Here are a few links to my latest projects and other stuff worth a click or two.

  1. I got frustrated with a lesson in my daughter’s English textbook and thought I could write a better short story for Japanese teens learning English. You can read the story here for free. What do you think? I’m working on the next two stories now. They are in the same universe as the Hana Walker novels for adults.
  2. One of Ray Bradbury’s many pieces of excellent advice in Zen in the Art of Writing is to write a short story a week, because after a year, at least one of them is bound to be OK, right? I’m working on it, Mr Bradbury.

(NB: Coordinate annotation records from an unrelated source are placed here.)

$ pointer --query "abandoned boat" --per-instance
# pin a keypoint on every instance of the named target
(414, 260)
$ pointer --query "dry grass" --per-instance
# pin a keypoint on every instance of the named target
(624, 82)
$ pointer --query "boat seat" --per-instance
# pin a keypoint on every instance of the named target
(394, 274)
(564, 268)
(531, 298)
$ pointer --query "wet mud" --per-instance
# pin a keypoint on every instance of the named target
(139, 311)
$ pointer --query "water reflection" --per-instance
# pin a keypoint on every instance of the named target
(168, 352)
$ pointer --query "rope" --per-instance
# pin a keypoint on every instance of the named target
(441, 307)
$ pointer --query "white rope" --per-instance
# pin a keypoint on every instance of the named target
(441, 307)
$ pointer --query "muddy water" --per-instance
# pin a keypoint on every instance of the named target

  3. Ever got lost in love? Of course you have. Me too, so I thought I’d try and figure out The Romantic Novel by deconstructing Pride and Prejudice, as you do. I painted a picture of fair Elizabeth, too. The things I do for love, sigh.
  4. Malice by Keigo Higashino is the best Japanese whodunnit I’ve read this winter. Not hard as the only other one I read was The Tokyo Zodiac Murders, review here.
  5. Nice write-up here in the Japan Times of Infinity Books, which is said to be the last remaining second-hand bookshop devoted to English books in Tokyo. I bought a book from them a decade ago about teaching English in Japan. This year, I plan to publish one on the same subject.
  6. My first video of 2017 is here in which I pontificate about public vs private edu-macation in Japan.
  7. You should probably befriend British freelance journo Richard Smart on Facebook here. His weekly roundups of stuff he’s read are really good.
  8. Do you live in an RV? Or do you want to listen to a podcast interview from one with sci-fi writer/futurist David Brin? Of course you do.
  9. Magdalena Osumi, a staff writer at the Japan Times, likes to sketch. Here’s her Michelle Obama.
  10. Remember that chap who wandered around the NY subway with fake book covers? He’s done it again, only with Trump-themed titles. Laugh while it’s all still a joke, I say.